Sunday, July 20, 2014

Organic SLP: An attitude or a science?

When you think of how SLP's work; where we do our work; and about the processes and the goals for our work - is organic SLP, science? Can the results of clinical practice that stresses communication for relationship-building, over drill work to increase component communication; the use of environmental structures and cues to make it easier for a person to function well;  the primacy of applying component skills for cognition, communication and swallowing, in the settings where they will be used; where rapid acquisition of goal targets is stressed; where customer satisfaction is accentuated through teaching and obtaining frequent feedback - be replicated across ages, disorder types and treatment settings?? Is organic SLP, science??
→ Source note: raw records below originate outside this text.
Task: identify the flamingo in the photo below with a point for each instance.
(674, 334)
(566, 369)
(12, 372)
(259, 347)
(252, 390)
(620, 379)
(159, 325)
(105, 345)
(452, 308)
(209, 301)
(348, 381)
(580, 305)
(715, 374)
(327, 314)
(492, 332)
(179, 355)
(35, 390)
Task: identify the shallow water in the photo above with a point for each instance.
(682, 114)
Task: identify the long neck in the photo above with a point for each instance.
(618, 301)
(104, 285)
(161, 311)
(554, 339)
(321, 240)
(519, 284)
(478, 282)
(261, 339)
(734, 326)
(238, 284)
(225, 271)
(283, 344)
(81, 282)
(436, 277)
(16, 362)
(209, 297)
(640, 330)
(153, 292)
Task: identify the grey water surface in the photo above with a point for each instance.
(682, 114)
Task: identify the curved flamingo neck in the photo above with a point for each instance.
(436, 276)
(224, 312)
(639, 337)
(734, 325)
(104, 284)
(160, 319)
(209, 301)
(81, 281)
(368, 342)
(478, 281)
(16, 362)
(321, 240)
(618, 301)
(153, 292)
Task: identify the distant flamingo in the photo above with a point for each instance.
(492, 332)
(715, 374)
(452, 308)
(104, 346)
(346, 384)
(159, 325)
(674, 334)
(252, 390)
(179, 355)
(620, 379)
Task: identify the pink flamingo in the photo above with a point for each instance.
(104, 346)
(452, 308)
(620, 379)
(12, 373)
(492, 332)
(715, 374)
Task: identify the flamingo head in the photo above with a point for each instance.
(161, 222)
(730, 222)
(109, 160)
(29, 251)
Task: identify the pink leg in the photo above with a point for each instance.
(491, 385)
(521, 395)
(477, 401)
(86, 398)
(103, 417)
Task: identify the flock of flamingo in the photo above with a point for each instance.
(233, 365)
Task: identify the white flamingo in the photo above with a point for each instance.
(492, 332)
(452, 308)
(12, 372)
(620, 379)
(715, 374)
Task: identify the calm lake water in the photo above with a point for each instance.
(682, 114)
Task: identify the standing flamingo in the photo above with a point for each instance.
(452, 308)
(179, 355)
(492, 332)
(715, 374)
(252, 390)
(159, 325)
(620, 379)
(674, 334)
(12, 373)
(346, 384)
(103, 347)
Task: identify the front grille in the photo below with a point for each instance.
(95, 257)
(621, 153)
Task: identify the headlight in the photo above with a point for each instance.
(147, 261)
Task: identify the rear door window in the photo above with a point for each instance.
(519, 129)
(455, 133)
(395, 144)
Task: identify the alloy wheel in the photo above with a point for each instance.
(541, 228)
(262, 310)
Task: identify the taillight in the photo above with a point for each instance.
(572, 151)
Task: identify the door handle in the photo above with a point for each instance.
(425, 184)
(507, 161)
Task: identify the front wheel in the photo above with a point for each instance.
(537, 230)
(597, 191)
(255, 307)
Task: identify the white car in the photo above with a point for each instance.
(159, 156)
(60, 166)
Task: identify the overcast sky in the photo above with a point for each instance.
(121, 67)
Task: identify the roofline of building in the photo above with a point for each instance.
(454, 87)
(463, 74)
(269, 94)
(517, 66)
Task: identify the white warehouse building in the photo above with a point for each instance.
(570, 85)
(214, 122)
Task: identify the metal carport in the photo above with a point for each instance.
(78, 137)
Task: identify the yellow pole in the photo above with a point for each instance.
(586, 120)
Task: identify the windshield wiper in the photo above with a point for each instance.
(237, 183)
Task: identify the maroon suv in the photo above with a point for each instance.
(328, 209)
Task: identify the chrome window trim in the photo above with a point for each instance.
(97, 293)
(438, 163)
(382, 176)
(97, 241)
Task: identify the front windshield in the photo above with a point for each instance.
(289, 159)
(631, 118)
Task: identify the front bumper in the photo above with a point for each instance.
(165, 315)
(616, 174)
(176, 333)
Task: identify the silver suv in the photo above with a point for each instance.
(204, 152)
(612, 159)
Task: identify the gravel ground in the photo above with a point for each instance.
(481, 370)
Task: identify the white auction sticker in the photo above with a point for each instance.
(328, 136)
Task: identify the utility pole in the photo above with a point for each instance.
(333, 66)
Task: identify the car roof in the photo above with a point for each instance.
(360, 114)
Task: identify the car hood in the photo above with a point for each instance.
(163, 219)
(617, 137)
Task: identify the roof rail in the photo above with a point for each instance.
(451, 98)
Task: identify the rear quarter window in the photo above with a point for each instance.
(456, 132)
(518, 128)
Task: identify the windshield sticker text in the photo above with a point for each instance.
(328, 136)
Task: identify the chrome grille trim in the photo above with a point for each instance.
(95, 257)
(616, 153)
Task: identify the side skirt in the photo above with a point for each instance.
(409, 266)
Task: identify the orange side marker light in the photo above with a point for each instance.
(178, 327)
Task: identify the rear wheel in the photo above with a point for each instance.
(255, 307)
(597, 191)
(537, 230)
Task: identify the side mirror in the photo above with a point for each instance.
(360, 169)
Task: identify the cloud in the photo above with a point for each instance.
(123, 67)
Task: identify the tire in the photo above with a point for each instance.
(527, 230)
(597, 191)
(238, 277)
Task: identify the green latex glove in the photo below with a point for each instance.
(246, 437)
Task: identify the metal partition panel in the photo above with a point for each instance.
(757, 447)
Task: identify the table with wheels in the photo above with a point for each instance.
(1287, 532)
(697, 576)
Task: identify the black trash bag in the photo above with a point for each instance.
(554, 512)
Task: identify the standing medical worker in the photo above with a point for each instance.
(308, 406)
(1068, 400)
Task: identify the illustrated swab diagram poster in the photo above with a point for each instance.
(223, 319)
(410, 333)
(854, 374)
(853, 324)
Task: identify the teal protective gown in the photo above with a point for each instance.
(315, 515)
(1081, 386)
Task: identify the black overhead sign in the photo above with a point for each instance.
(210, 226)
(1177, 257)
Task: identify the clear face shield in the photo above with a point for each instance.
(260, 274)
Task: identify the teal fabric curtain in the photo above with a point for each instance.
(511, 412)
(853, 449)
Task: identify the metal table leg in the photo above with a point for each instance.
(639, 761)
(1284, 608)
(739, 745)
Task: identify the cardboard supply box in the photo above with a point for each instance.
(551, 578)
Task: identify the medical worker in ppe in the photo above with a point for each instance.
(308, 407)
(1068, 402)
I would say, yes - that organic slp IS built upon a scientific framework, and that its principles can be upheld alongside the practice of what I have called "mechanistic SLP".The clinician who uses organic SLP principles has her/his roots in mechanistic SLP; namely, the tools for impairment-based evaluation and treatment can and should be used. There are scores, hundreds of incidences where a person with a cognition or communication problem would only begin to change when slow, methodical and segmental training of processes occurred. Impairment-based training is the core of our field, and the skill sets inherent in our clinical training will always be in that bag of tricks we scour before each encounter.
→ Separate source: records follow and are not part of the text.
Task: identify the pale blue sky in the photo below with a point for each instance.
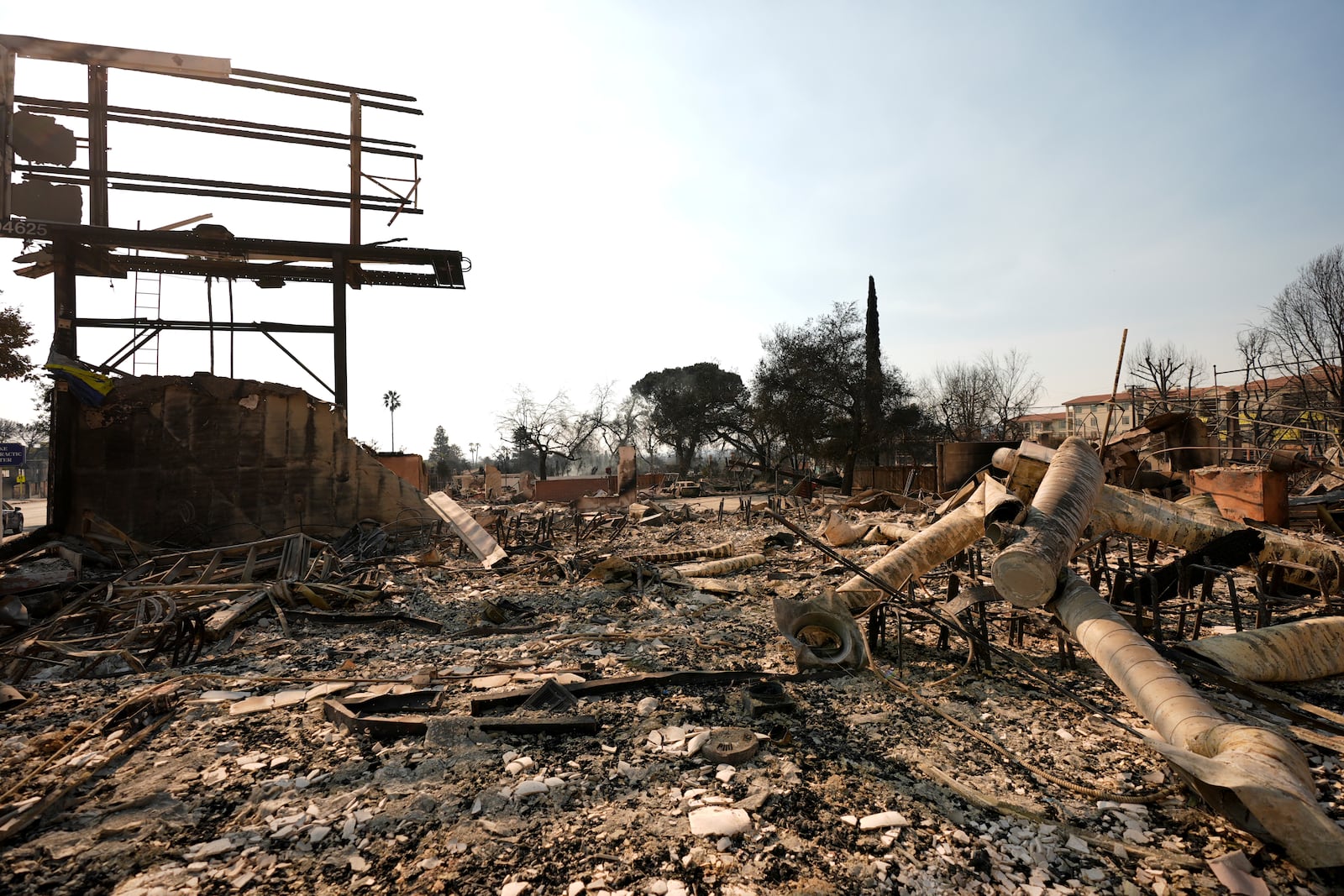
(643, 186)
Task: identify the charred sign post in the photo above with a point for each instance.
(47, 207)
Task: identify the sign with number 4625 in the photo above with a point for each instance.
(19, 228)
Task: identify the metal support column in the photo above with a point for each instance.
(339, 328)
(64, 407)
(98, 145)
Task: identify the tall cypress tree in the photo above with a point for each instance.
(873, 374)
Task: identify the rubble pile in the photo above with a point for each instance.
(663, 699)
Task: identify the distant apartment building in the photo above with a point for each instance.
(1278, 409)
(1045, 429)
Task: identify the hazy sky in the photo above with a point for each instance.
(654, 184)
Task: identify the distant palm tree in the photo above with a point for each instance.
(391, 401)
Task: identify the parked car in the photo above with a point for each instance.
(13, 519)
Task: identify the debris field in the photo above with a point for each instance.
(612, 708)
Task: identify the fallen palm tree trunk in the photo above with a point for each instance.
(1176, 524)
(722, 567)
(685, 553)
(1299, 651)
(942, 540)
(1254, 778)
(1032, 555)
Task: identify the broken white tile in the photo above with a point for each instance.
(718, 821)
(884, 820)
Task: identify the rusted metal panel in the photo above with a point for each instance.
(571, 488)
(1245, 493)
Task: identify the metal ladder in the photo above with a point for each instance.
(148, 296)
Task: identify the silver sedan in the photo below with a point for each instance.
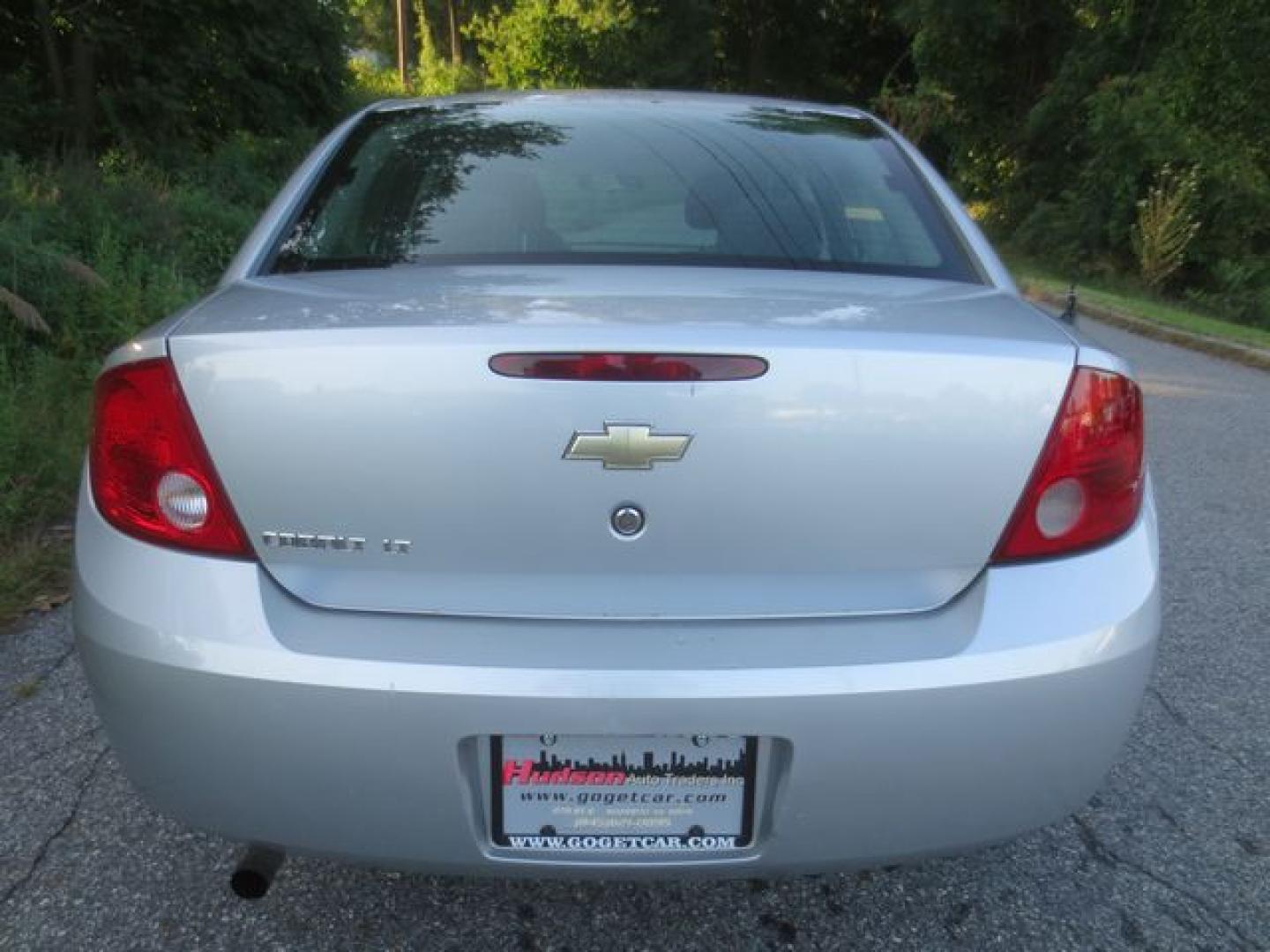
(615, 484)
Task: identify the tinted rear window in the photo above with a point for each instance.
(559, 181)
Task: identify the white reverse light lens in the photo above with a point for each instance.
(1059, 508)
(182, 501)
There does remain a need in SLP clinical practice, for a skill set that brings the person served from an entry point of dependence to that of relative independence as quickly as possible; that allows the SLP in an interdisciplinary practice setting (e.g. with physical and occupational therapy, or with education and psychology) to assert her/his expertise as vital to the successful outcome of the person served; that models for all the professionals involved with a person, superior customer service; that constructs a strategy system allowing the person to say: I can do this in real life when I - , and that treats communication processes largely where the processes will be used day-to-day. How can these additional be measured and evaluated, as having met the tests of scientific method?
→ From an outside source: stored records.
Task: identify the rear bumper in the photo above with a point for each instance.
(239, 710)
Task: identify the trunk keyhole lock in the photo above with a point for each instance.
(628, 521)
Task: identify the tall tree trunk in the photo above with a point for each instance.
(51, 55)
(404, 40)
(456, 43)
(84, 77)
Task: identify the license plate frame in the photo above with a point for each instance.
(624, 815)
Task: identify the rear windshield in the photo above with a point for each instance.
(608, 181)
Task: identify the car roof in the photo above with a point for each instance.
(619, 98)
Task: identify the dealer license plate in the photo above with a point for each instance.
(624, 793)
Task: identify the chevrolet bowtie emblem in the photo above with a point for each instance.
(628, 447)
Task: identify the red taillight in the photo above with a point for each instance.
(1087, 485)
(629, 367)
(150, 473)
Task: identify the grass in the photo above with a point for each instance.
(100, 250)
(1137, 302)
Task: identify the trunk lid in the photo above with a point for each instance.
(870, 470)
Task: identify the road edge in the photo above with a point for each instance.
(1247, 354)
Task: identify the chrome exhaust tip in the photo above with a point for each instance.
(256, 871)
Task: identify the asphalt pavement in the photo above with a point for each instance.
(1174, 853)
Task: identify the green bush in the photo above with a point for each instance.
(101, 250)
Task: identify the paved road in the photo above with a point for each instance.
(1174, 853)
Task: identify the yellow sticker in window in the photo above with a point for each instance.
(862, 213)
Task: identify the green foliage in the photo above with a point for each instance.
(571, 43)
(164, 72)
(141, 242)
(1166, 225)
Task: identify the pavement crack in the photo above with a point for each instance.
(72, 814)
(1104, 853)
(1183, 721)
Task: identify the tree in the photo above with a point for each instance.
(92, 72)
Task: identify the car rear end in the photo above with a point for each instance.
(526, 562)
The SLP clinician has the skill set to operationally define organic SLP processes, and to write targeted goals for treatment after baseline status is clearly described. For example, the person served may gain attention of a caregiver from across the room, using speech and gestures in a noisy setting, 25% of the time. Barriers to the person performing this function include the noise level ( TV on, dishes clattering, chatter within the room, PA system occasionally carrying announcements, person's weak voice and impaired hearing). Treatment includes identifying the components controlled, then controlling them as possible. It also includes compensating for the variables that cannot easily be controlled. How would you help the person increase her/his skill?